Oceans are changing rapidly under the effect of climate change. Both biophysical and socio-ecological impacts are already felt 1 and are expected to increase considerably in the coming decades 2 as a result of the increasing frequency of extremes in sea surface temperature 3,4 and sea level rise 5,6, which in coming decades are likely to compound the effects of deoxygenation 7 and acidification 8,9 leading to an increased risk of ‘perfect storm’ or compound event conditions 10. The ability to forecast future oceanographic conditions is thus crucial to address both long-term trends and short-lasting extreme events, for the protection of marine and coastal environments and the ecosystems and people depending on them 11. This work contributes to this effort with a specific focus on forecasting sea surface temperature (SST), which in many regions has both a long-term trend as well as increased variability in extreme events known as marine heatwaves 3. The time period of interest is the seasonal time scale, as this is most useful to many marine decision makers 12,13.

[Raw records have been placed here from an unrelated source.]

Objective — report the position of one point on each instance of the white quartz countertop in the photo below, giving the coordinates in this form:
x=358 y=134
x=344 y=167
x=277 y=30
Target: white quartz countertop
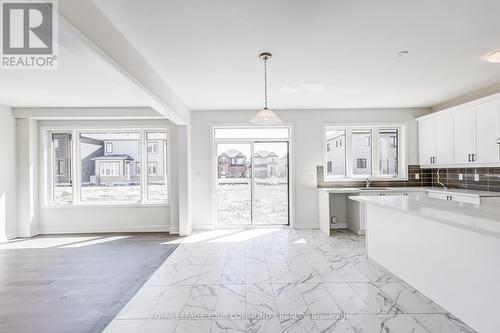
x=409 y=189
x=372 y=189
x=484 y=219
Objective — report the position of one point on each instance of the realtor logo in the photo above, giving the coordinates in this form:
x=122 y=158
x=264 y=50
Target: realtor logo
x=28 y=31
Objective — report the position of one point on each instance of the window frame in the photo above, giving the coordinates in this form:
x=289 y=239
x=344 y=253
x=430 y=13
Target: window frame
x=375 y=174
x=47 y=164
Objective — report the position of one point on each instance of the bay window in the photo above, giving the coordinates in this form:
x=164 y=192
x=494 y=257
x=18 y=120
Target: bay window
x=106 y=165
x=354 y=152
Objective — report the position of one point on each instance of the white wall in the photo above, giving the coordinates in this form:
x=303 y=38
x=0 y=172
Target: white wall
x=27 y=177
x=8 y=175
x=74 y=219
x=307 y=152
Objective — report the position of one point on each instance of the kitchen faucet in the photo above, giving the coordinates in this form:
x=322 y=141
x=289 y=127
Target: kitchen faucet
x=368 y=182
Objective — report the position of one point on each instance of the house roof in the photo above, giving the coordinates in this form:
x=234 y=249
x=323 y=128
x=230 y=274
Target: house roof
x=232 y=153
x=113 y=157
x=264 y=153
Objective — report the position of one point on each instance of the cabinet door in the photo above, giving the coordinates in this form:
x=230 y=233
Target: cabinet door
x=426 y=140
x=444 y=139
x=488 y=130
x=464 y=134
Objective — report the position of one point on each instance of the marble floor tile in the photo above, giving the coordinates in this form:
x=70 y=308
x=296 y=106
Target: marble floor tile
x=193 y=325
x=400 y=323
x=409 y=300
x=234 y=273
x=231 y=299
x=257 y=273
x=289 y=299
x=365 y=323
x=280 y=273
x=347 y=299
x=442 y=323
x=260 y=299
x=228 y=325
x=318 y=299
x=202 y=299
x=335 y=326
x=280 y=280
x=158 y=325
x=263 y=325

There is considerable interest in SST forecasts, as temperature is readily observed from space and has been shown to influence the distribution and abundance of many marine species 11,12. These forecasts have been attempted by several methods, including mechanistic modelling, statistical modelling and by expert judgement, as well as coupled dynamic models. In the last few years machine learning (ML) techniques have been added to the forecasting tool kit 14–16. In a significant contribution to the literature 17, a convolutional neural network (CNN) trained on an ensemble of CMIP numerical models (see Methods) and Simple Ocean Data Assimilation (SODA) 18 ocean reanalysis data, was shown to outperform individual numerical models in forecasting the ENSO3.4 index at lead times of up to 18 months. This shows that the output of numerical models can be effectively used, in addition to observations, to train a ML model. Following 19, we refer to this ML approach as H19.

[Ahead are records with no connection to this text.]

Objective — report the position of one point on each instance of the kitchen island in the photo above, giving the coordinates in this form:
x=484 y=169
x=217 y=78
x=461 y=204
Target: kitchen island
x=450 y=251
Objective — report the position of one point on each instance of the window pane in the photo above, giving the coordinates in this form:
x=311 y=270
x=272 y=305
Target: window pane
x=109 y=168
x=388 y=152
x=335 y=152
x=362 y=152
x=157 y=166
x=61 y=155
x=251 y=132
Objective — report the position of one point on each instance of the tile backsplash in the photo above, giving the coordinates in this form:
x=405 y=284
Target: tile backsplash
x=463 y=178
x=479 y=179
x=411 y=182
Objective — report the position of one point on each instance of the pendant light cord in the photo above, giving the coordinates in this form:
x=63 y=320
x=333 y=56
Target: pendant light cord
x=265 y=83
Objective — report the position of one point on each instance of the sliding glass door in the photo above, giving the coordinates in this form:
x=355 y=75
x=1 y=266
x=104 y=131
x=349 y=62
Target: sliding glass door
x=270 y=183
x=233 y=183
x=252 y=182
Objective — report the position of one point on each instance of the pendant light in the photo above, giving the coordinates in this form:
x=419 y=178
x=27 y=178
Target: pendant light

One weakness of the H19 method is that a different ML model is needed for each combination of target forecast date and lead time and each ML model is trained individually. As a result, when the ML models are used in a forecasting mode, forecasts (or hindcasts) of consecutive months are carried out by independent models and can thus display undesirable high-frequency fluctuations. To address this limitation, in 19 the authors train a single ML model on longer time series. Again following 19, we refer to this later ML approach as H21.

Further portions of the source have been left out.